Alertas contra as ações ilegais de Trump têm partido de muitos setores nos EUA. Para a ACLU, há uma escalada no desafio à constituição e ao judiciário. À Reuters, o especialista jurídico do Instituto Cato, Patrick Eddington, afirmou que a Casa Branca estava em “desafio aberto” ao juiz Boasberg, chamando a situação de teste radical do sistema de freios e contrapesos dos EUA, o mais grave desde a Guerra Civil.
GESTAPO NORTE-AMERICANA
Postagem do vice, JD Vance, gabando-se das deportações, apesar da ordem judicial, recebeu condenação. “Você é além de vil”, escreveu o cientista político Norman Ornstein, como registrado pelo Common Dreams. “Você não tem ideia se os que foram pegos e enviados ilegalmente para uma prisão de El Salvador são todos criminosos violentos. Você abusou da linguagem simples da lei, não deu a eles o devido processo e desafiou uma ordem judicial legítima. Esta é a Gestapo americana.”

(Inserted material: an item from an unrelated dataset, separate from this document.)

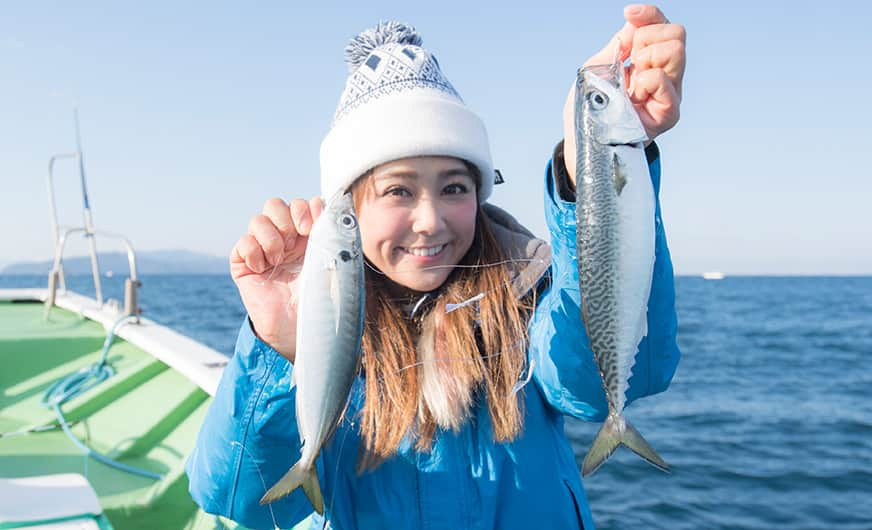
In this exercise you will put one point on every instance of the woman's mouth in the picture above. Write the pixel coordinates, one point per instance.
(424, 252)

O membro sênior do Conselho Americano de Imigração, Aaron Reichlin-Melnick, considerou “absurda” a declaração do Departamento de Justiça dos EUA de que as ações do governo Trump sob a Lei de Inimigos Alienígenas de 1798 “não estão sujeitas a revisão judicial”.
“Nem um único presidente na história dos Estados Unidos jamais afirmou a autoridade para deportar unilateralmente alguém fora dos procedimentos estabelecidos pelo Congresso até agora, e a Suprema Corte enfatizou que o Congresso é supremo em imigração.”